É estratégica a forma como as imagens se contrapõem: “meninos e esmoleiros que dormem sobre caixotes”, “mulheres se viram e chamam fregueses”, a música e o requebro – tudo misturado, conluiado, argamassado, uma coisa na outra, bem ao gosto do autor. As composições musicais, além de expressarem o gosto popular, revelam também os sentimentos de toda essa gente, mais de dor que alegria.

Estes são apenas alguns exemplos num amplo painel em que o escritor assume o compromisso firmado: ser porta-voz de uma coletividade, o guardião de uma cultura que estaria ameaçada por diversos fatores. A proposta de colocar-se como mediador de uma coletividade torna-se uma espécie de fio condutor, que perpassa toda a obra do escritor e, em particular, suas crônicas, usadas como um eficaz instrumento de combate.
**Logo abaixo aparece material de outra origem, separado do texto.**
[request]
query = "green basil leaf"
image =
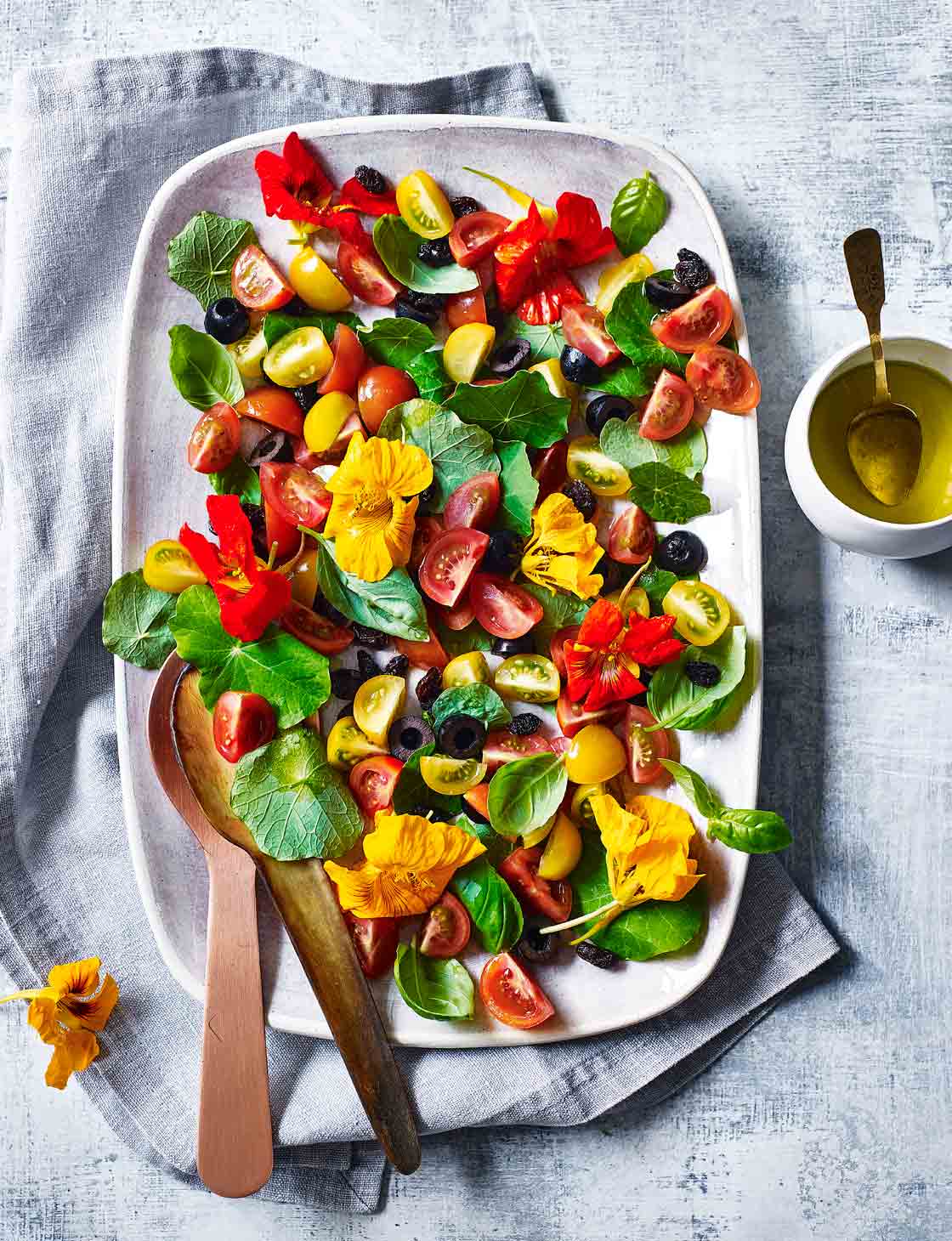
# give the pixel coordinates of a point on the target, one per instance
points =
(135, 622)
(202, 370)
(638, 211)
(399, 247)
(522, 409)
(478, 700)
(394, 604)
(436, 988)
(666, 494)
(239, 479)
(457, 452)
(202, 255)
(292, 677)
(526, 792)
(293, 802)
(644, 931)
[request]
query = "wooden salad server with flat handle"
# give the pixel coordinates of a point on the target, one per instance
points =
(308, 906)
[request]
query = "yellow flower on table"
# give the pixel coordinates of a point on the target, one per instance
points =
(409, 861)
(375, 491)
(564, 549)
(66, 1012)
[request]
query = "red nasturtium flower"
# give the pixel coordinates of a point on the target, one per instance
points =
(531, 261)
(251, 597)
(604, 658)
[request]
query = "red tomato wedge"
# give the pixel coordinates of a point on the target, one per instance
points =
(722, 379)
(703, 320)
(584, 329)
(669, 409)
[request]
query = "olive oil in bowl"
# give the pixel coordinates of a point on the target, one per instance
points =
(922, 390)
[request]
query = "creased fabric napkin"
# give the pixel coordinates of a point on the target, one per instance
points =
(94, 142)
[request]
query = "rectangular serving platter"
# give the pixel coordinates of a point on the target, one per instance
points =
(154, 491)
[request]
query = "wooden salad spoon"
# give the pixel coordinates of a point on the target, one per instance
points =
(308, 907)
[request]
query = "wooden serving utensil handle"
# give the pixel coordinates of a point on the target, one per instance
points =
(305, 901)
(235, 1151)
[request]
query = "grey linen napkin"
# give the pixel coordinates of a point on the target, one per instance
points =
(94, 143)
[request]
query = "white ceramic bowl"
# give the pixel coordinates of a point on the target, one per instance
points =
(832, 517)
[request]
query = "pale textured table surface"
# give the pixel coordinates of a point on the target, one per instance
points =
(832, 1119)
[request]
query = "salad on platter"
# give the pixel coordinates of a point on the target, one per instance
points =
(441, 636)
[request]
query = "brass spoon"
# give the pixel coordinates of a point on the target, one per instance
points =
(885, 439)
(308, 907)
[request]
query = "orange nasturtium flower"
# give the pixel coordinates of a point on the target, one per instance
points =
(409, 861)
(371, 519)
(66, 1012)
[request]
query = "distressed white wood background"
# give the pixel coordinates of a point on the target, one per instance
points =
(832, 1119)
Esse “canto de página” é um espaço propício para a continuidade de seu projeto de vida.

REFERÊNCIAS BIBLIOGRÁFICAS

ANDRADE, Carlos Drummond de. “O frívolo cronista”. In: Boca de Luar. 9a ed.Rio de Janeiro: Record, 1998.

ANTÔNIO, João. “Corpo-a-Corpo com a Vida”. In: Malhação do Judas Carioca. Rio de Janeiro: Civilização Brasileira, 1975.

––––––. “O Mangue é um mafuá”. In: O Pasquim. Ano VI, nº 278, Rio, 29/10 a 04/11/74, p. 21.

––––––. “Última Memória da Lapa”. In: O Pasquim. Ano VI, nº 271, Rio, 10 a 16/10/74, p 6-7.

CANDIDO, Antônio. “A Vida ao Rés-do-chão” (Prefácio). In: Para gostar de ler: crônicas / Carlos Drummond de Andrade ... [et al.]. – Ed. Didática. – São Paulo: Ática, 1979-80.

GOMES, Renato Cordeiro. Todas as cidades, a cidade. Rio de Janeiro: Rocco, 1994.